For the 24 hours to 23:00 GMT, the GBP fell 0.34% against the USD and closed at 1.4334, following disappointing employment report in the UK.
Data showed that average weekly earnings rose by 1.8% in the three months to February, its slowest rate since January last year, after recording a rise of 2.1% during the previous three-month period. Investors were expecting it to increase by 2.3%. Also, the number of people employed rose less-than-expected by 20.0K, the slowest pace of growth since June 2015. Markets were expecting employment to advance by 60.0K, following an increase of 116.0K during the November-January 2016 period. However, UK’s ILO unemployment rate remained steady at a decade low level of 5.1%, in line with market expectations, during the December-February 2016 period.
In the Asian session, at GMT0300, the pair is trading at 1.4333, with the GBP trading marginally lower from yesterday’s close.

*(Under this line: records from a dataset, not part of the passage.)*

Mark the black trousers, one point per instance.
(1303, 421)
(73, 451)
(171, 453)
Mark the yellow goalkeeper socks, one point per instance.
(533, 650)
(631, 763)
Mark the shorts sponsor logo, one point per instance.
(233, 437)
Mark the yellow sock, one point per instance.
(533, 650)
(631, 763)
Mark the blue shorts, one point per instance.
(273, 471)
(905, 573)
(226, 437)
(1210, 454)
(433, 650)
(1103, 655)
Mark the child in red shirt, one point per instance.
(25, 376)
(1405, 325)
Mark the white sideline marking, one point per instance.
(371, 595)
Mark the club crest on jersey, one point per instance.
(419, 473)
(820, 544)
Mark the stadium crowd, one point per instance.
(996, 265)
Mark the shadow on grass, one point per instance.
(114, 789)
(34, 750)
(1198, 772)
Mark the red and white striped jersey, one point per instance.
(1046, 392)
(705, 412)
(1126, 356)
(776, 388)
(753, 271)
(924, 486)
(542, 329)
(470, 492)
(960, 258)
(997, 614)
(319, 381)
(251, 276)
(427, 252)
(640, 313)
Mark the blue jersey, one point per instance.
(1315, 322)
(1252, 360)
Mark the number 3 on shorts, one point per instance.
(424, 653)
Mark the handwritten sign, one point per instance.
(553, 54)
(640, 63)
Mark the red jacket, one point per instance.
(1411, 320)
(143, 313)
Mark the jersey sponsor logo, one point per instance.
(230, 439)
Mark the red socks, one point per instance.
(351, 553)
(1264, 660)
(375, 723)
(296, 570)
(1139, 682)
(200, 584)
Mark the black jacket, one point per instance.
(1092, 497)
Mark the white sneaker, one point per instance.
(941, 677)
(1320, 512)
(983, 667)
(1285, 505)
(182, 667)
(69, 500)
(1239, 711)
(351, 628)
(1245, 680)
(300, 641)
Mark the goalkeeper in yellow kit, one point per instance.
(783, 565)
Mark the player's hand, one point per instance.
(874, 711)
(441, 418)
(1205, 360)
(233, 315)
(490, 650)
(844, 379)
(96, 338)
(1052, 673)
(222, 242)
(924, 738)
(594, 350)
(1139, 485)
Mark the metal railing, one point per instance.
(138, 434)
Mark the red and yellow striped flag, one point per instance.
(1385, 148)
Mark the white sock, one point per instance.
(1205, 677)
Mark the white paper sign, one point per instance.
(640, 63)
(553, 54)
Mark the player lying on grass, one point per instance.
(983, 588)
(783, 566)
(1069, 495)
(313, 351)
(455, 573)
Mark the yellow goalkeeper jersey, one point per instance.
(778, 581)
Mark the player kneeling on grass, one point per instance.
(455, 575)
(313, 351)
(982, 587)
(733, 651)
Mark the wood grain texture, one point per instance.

The pair is expected to find support at 1.4299, and a fall through could take it to the next support level of 1.4264. The pair is expected to find its first resistance at 1.4390, and a rise through could take it to the next resistance level of 1.4446.
Going ahead, investors will look forward to the release of Britain’s retail sales and public sector net borrowing data, both for the month of March, scheduled to release in a few hours.
The currency pair is trading below its 20 Hr and 50 Hr moving averages.